Selon André Mach, «c’est un peu un paradoxe», car cette évolution s’est produite parallèlement à «une certaine professionnalisation du Parlement». L’augmentation des rémunérations et la création des commissions législatives spécialisées devraient au contraire permettre aux parlementaires d’être plus indépendants, que ce soit sur le plan financier ou celui de la connaissance des dossiers.

Plus une «Chambre d’enregistrement»

Mais le renforcement du lobbyisme au Parlement s’explique par des transferts qui sont attestés par une autre étude: la baisse d’influence des groupes d’intérêts – c’est-à-dire les associations de catégorie – au profit des partis ainsi que la perte d’importance de la phase pré-parlementaire dans le processus de décision au bénéfice de la phase parlementaire.

«Dans les années 1970, le Parlement était une sorte de ‘Chambre d’enregistrement’ qui se contentait d’approuver les solutions négociées dans la phase pré-parlementaire entre l’administration, le gouvernement et les groupes d’intérêt», rappelle Pascal Sciarini, professeur à l’Université de Genève et co-auteur de l’étude.

Aujourd’hui, en revanche, c’est surtout au Parlement qu’on cherche des majorités pour prendre des décisions. «Donc, le travail d’influence des lobbies s’est déplacé vers la phase parlementaire», observe le politologue genevois.

Les jeux se compliquent, les cartes se mélangent

«Jusqu’il y a une vingtaine d’années, on savait très bien qui exerçait des pressions et quels étaient les intérêts défendus, mais aujourd’hui, nous sommes face à un changement fondamental: le lobbying est devenu un métier à proprement parler et les lobbyistes représentent différents mandataires, sans que l’on sache exactement qui et combien. Et cela concerne tout le système politique suisse, pas uniquement le Parlement», déclare Claude Longchamp. Le directeur de l’institut de recherche gfs.bern ajoute qu’«on ouvre ainsi la porte à l’influence de l’étranger». Un facteur qui a été tout récemment mis en lumière par des tentatives d’ingérence trouvant leur origine au Kazakhstan.

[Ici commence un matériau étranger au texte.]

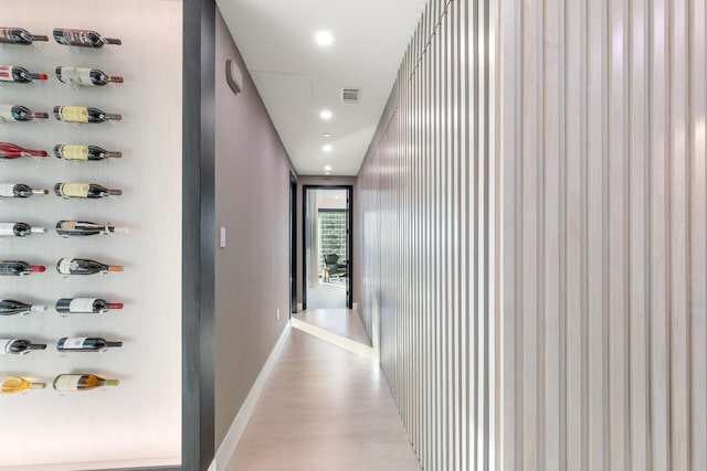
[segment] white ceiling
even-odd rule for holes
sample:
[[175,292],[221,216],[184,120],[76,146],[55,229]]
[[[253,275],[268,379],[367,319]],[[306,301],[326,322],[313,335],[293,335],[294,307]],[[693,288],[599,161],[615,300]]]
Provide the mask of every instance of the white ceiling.
[[[334,175],[356,175],[426,1],[217,3],[297,173],[331,165]],[[316,44],[319,30],[331,32],[330,46]],[[360,101],[341,103],[342,87],[361,87]],[[325,108],[329,121],[319,118]]]

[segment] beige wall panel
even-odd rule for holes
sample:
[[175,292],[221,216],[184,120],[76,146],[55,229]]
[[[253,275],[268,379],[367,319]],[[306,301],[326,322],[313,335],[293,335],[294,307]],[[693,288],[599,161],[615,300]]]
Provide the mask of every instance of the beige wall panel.
[[669,470],[669,332],[667,235],[667,4],[652,4],[651,57],[651,464]]
[[704,3],[430,1],[358,183],[424,469],[704,467]]
[[629,469],[627,28],[625,0],[608,2],[609,469]]
[[672,469],[689,468],[689,181],[688,2],[671,2],[671,457]]
[[[690,452],[692,470],[707,463],[707,47],[705,28],[707,8],[704,0],[693,2],[690,11]],[[701,260],[701,261],[700,261]]]
[[564,1],[548,0],[545,3],[542,54],[542,264],[545,278],[542,320],[545,341],[545,463],[547,471],[560,471],[564,464],[564,159],[560,146],[564,140],[564,116],[561,110],[564,83],[561,67],[561,34],[563,30]]
[[587,3],[566,6],[564,208],[566,208],[566,460],[587,471]]
[[648,2],[632,0],[630,38],[630,430],[631,468],[650,469]]

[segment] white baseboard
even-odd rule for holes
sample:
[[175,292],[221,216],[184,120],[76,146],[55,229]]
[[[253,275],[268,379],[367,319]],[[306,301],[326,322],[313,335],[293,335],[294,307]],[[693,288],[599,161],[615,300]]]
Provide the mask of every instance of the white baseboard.
[[365,356],[374,362],[379,361],[376,351],[373,351],[373,349],[369,345],[363,345],[362,343],[356,342],[347,336],[339,335],[338,333],[328,331],[326,329],[321,329],[320,327],[310,324],[309,322],[300,321],[299,319],[292,318],[291,322],[293,329],[306,332],[309,335],[314,335],[318,339],[337,345],[344,350],[348,350],[349,352],[356,353],[357,355]]
[[245,426],[255,409],[255,404],[257,404],[257,398],[260,397],[263,388],[265,387],[265,383],[267,382],[267,377],[273,371],[275,366],[275,362],[279,356],[279,353],[285,345],[285,341],[287,340],[287,335],[289,334],[289,330],[292,329],[292,323],[287,322],[285,330],[279,335],[277,343],[273,347],[267,361],[263,365],[263,370],[257,375],[255,383],[253,383],[253,387],[251,387],[251,392],[247,394],[247,397],[243,402],[241,406],[241,410],[235,416],[233,424],[231,424],[231,428],[229,428],[229,432],[225,435],[225,438],[219,446],[219,450],[217,451],[217,456],[213,458],[213,461],[209,465],[208,471],[224,471],[229,461],[231,461],[231,457],[235,451],[235,448],[239,446],[239,441],[243,436],[243,431],[245,430]]

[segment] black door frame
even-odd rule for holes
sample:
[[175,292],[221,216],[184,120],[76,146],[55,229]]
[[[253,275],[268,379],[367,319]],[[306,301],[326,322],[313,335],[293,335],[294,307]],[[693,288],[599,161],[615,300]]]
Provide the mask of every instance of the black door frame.
[[307,309],[307,191],[346,190],[347,236],[346,258],[348,277],[346,283],[346,306],[354,309],[354,185],[302,185],[302,309]]
[[289,172],[289,313],[297,313],[297,178]]

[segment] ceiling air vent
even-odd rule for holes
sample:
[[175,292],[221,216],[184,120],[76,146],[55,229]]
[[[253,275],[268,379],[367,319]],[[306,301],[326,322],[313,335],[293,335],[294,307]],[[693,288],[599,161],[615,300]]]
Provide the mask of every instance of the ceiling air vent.
[[341,88],[341,101],[344,103],[359,103],[361,100],[360,88]]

Ces employés d’agences de relations publiques et de communication ou ces consultants «qui sont vus un peu comme des mercenaires, représentent le phénomène le plus récent du lobbying», relève André Mach. C’est ce lobbying agissant dans l’ombre qui s’est bien implanté. «Toutes les grandes agences de relations publiques ont des représentants parmi les ‘invités’ des parlementaires», affirme le maître d’enseignement de l’Université de Lausanne.

Les choses pourraient changer

Si, jusqu’à présent, la majorité du Parlement a toujours refusé d’imposer des règles claires pour rendre ces activités transparentes, la situation pourrait changer suite au cas de la députée libérale-radicale Christa Markwalder. Cette affaire a montré la portée de ce lobbying et les pièges qu’il implique pour les députés eux-mêmes.